6. Fort Larned, 30-1: After two days of upsets and surprises, when everybody's brain is throbbing with confusion and fever and when thoughts turn to the Classic probabilities involving an earthquake as a variable, could Fort Larned become Horse of the Year with a romp? Maybe. Underrated all year, even while putting together an admirable record, he has won half of his eight outings, including the Whitney. Realistically, though, the best he can hope for is some recognition of an outstanding campaign.

7. Ron The Greek, 30-1: After two days of upsets and surprises, could he possibly become Horse of the Year if he rallies from far back with a stunning, Arazi-like charge? Well, it's very unlikely that three victories and three runner-up efforts would suffice to make him Horse of the Year, but Cowboys fans will insist he has the talent to be a champion.

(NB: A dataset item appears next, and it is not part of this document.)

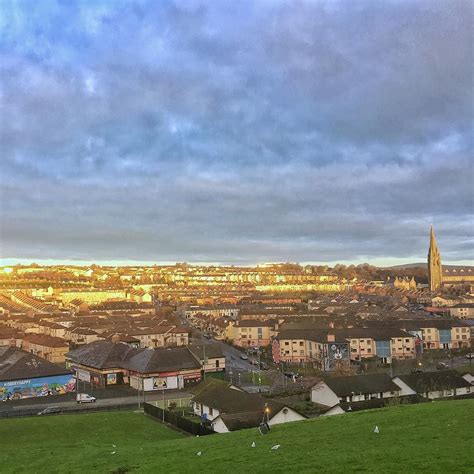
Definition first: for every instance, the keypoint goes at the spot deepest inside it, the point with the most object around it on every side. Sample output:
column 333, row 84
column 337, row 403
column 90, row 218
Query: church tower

8. Awesome Feather and My Miss Aurelia, 30-1: They're both unbeaten and nothing short of sensational, but they've each raced only twice this year, and so they simply won't have enough accomplishments, enough victories, unless counted by some binary digital calculator, to be Horse of the Year, even with a win in the Ladies Classic -- unless they and their records are coupled, of course.

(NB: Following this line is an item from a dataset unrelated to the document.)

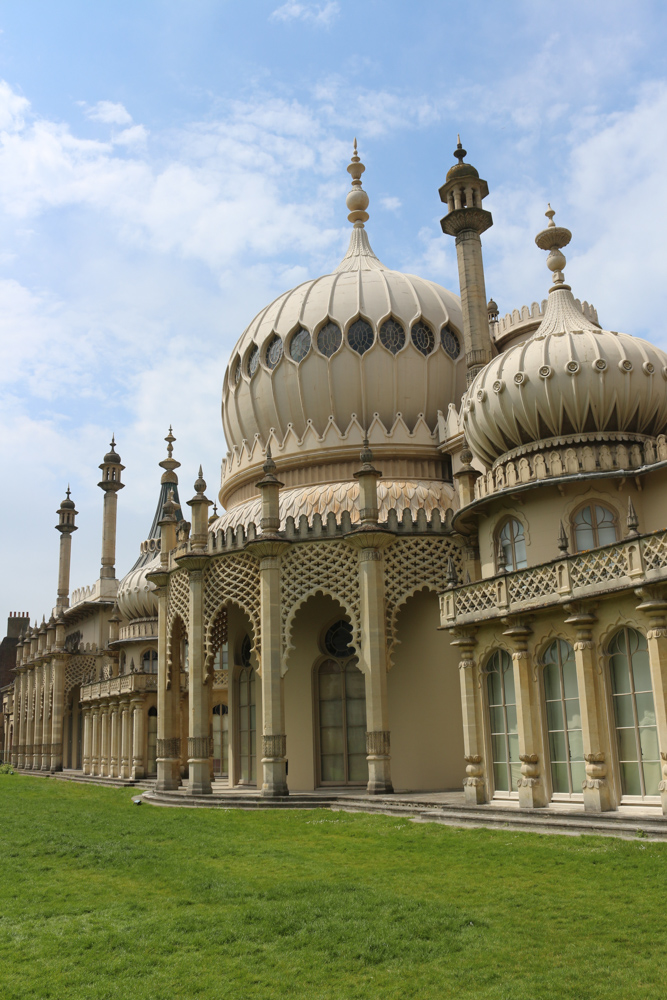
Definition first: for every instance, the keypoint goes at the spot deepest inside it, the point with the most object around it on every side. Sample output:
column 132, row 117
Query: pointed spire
column 632, row 519
column 357, row 199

9. Mucho Macho Man, 50-1: Like Galileo, he has a Roman problem. Some Eclipse voters still respect those Roman numeral adornments, and Mucho Macho Man hasn't won a Grade I stakes all year. He had a rough trip and perhaps should have won the Grade I Woodward. He won the Suburban with a spectacular performance over a Grade I field, but officially the race was a Grade II. He won the Sunshine Millions Classic, and the horses that finished second and third are both Grade I winners, while the horses that were fourth and fifth are Grade II winners, but the race itself isn't a Grade anything. And so Mucho Macho Man has a chance to be Horse of the Year only if the decision is turned over to the Electoral College. But he gives his best efforts with plenty of time between outings, and he hasn't raced since the first of September. Mucho Macho Man could be very tough in the Classic.

10. All others, 20-1: Executiveprivilege, Dreaming of Julia and Shanghai Bobby are all unbeaten and exciting. Groupie Doll can be a dominant winner. And Buster Douglas is polishing his uppercut.